Last week, my young daughter came home from a visit to my parents’ cottage near Walton, Nova Scotia, with a mason jar full of fresh blackberry jelly. She and Granny had found wild blackberries along the path to the Walton Lighthouse, and those that they didn’t eat fresh, they jellied right away. Tonight we ate the sweet, too-runny jelly as a dessert, on small pieces of buttered brioche. Through mouthfuls, my daughter proudly described the process of berry-picking and jam-making.
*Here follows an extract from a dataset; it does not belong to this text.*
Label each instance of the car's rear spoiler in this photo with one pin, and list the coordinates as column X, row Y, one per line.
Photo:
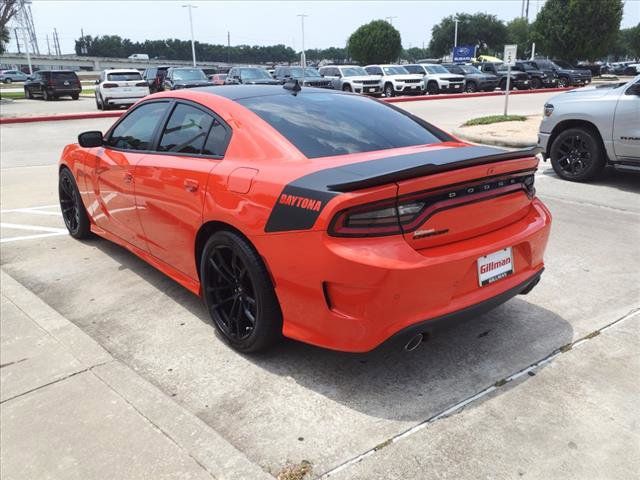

Yesterday, when I dropped by for a visit to my friend’s house, I noticed two punnets of blackberries sitting on her kitchen counter. I grabbed two without asking and popped them in my mouth. They were perfectly ripe, glossy, black and juicy. My friend described how her family and two others had visited Graves Island on the South shore to pick the berries. She had been visiting Graves Island for years, but hadn’t realised until now that the island is covered in blackberry patches! One of the families who joined the excursion was from Syria. What a pleasant, language-barrier-free activity to share with new neighbours. It made me wonder whether there are blackberries in the Middle East. (Does anyone know?)
In England and Ireland, where my family is from, the blackberries are different. In some places, like the Cotswolds, brambles grow wild for miles and miles, lining country roads and paths. The berries themselves are much larger, each fat pod bursting with black juice, as described in the poem Blackberry Picking, by Irish poet Seamus Heaney.
In Blackberry Picking, Heaney describes his memories of blackberry picking in Ireland as a child. When I read it, I think of the miles of brambles we left behind in England, the strange hot, rainy few weeks of our Halifax August, my daughter’s happy purple hands as she devoured the toast and runny jelly tonight, and the delicate impermanency of the blackberries that were sitting on my friend’s kitchen counter on the South Shore of Nova Scotia. She asked what I thought she should do with them. “Eat them right away”, I said. Jam takes to long for young mothers to make (leave it to the grandmothers!), and there’s nothing like the taste of a bowl of fresh berries, sprinkled with white sugar or a little cream, to say farewell to summer.
Blackberry Picking
By Seamus Heaney
Late August, given heavy rain and sun
For a full week, the blackberries would ripen.
At first, just one, a glossy purple clot
Among others, red, green, hard as a knot.
You ate that first one and its flesh was sweet
Like thickened wine: summer’s blood was in it
Leaving stains upon the tongue and lust for
Picking. Then red ones inked up and that hunger
Sent us out with milk cans, pea tins, jam-pots
Where briars scratched and wet grass bleached our boots.
Round hayfields, cornfields and potato-drills
We trekked and picked until the cans were full,
Until the tinkling bottom had been covered
With green ones, and on top big dark blobs burned
Like a plate of eyes. Our hands were peppered
With thorn pricks, our palms sticky as Bluebeard’s.
We hoarded the fresh berries in the byre.
But when the bath was filled we found a fur,
A rat-grey fungus, glutting on our cache.
The juice was stinking too. Once off the bush
The fruit fermented, the sweet flesh would turn sour.
I always felt like crying. It wasn’t fair
That all the lovely canfuls smelt of rot.
Each year I hoped they’d keep, knew they would not.